A ligação a Manchester continuava, e em 1984, de Julho a Dezembro, tive uma licença sabática de seis meses, e mais tarde uma outra de um ano, de Agosto de 1991 a Agosto de 1992, ambas no Departamento de Astronomia da Universidade de Manchester. No intervalo ia lá passar semanas para trabalhar com FD Kahn.

E foi na década de 90 que a actividade foi mais profícua. O estudo dos pulsares conheceu um esforço suplementar, e além da Tese de Mestrado de Paulo Gil tive outras três sobre pulsares, uma de Zeferino Andrade, outra de Paulo Freire, e outra de Fernando Simões. Este esforço só foi possível por haver projectos financiados pela JNICT (Junta Nacional de Investigação Científica e Tecnológica), predecessora da FCT (Fundação para a Ciência e a Tecnologia). Nesta década fui o coordenador do nó de Lisboa do Projecto EuroToP (European Timing of Pulsars), projecto que embora tivesse ficado em 6º lugar, não foi financiado, por terem-no sido só os cinco primeiros.

A morte do Professor Franz Daniel Kahn em Fevereiro de 1998 obrigou a repensar a actividade de investigação em pulsares. Era urgente arranjar uma parceria com um grupo de Física de Plasmas interessado em trabalhar na área dos Pulsares. Consegui que o Grupo de Astronomia e Astrofísica da Universidade de Glasgow, na Escócia, estivesse interessado nesta matéria, pois tinha um grupo de Física de Plasmas de apoio à Astrofísica, e o tema mecanismos de radiação de pulsares, pareceu-lhe importante. E para consolidar esta ligação parti para Glasgow em Outubro de 1999, onde permaneci até Agosto de 2000.

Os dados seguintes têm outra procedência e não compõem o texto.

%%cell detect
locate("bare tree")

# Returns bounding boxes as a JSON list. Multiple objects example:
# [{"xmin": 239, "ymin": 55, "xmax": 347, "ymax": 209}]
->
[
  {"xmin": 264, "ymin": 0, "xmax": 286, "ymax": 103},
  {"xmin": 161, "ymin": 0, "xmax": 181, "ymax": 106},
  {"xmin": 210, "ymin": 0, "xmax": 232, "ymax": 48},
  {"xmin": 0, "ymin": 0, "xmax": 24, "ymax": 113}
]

A colaboração lançou uma linha de investigação em pulsares. Desde 2000 conseguiu-se que Mestre Craig Stark se doutorasse. A minha contribuição para este desenvolvimento está expressa na Tese de Doutoramento de Craig Stark, escrita pelo próprio: “Também quero agradecer a António, o meu supervisor não-oficial, o seu entusiasmo por pulsares é contagiante. A sua ajuda foi inestimável e é muito apreciada **”. É esta linha que ajudei a crier que venho agora ajudar a desenvolver.

Esta situação contratou bastante com a postura dos órgãos científicos do Instituto Superior Técnico. Com o encerramento do Centro de Electrodinâmica em 2002, num acto da mais pura vingança política contra Manuel José de Abreu Faro, entretanto já falecido em 1999, por ele se opor à forma como se pretendia proceder à organização da Investigação, esqueceram-se de cuidar do meu enquadramento científico. Tentei entrar no CENTRA, mas nem resposta obtive, numa clara violação dos seus próprios regulamentos. E ao mesmo tempo que era posto na prateleira no IST, ajudava os escoceses a crescerem.

Perguntar-se-á como é possível que histórias de terror deste tipo aconteçam. Como é possível afirmar que se pretende a internacionalização da Ciência, e se põe na prateleira um cientista internacional e que trabalha para os outros à custa do erário público português; como se defende a Astrofísica se o primeiro astrofísico do país é esquecido e humilhado.

Quando estou no meio dos meus colegas britânicos sinto-me muito bem e feliz a discutir pulsares: sinto-me de facto cientista. É muito reconfortante poder conversar com ambos os Astrónomos Reais. Para todos eles voltei para um convívio que vai durar desde 10 meses até um ano. Espero continuar a ajudá-los, para que sobrevivam. Vamos ver se o consigo.

**Em inglês: I would also like to thank António, my unofficial supervisor. His enthusiasm for pulsars is contagious. His help has been invaluable and is much appreciated.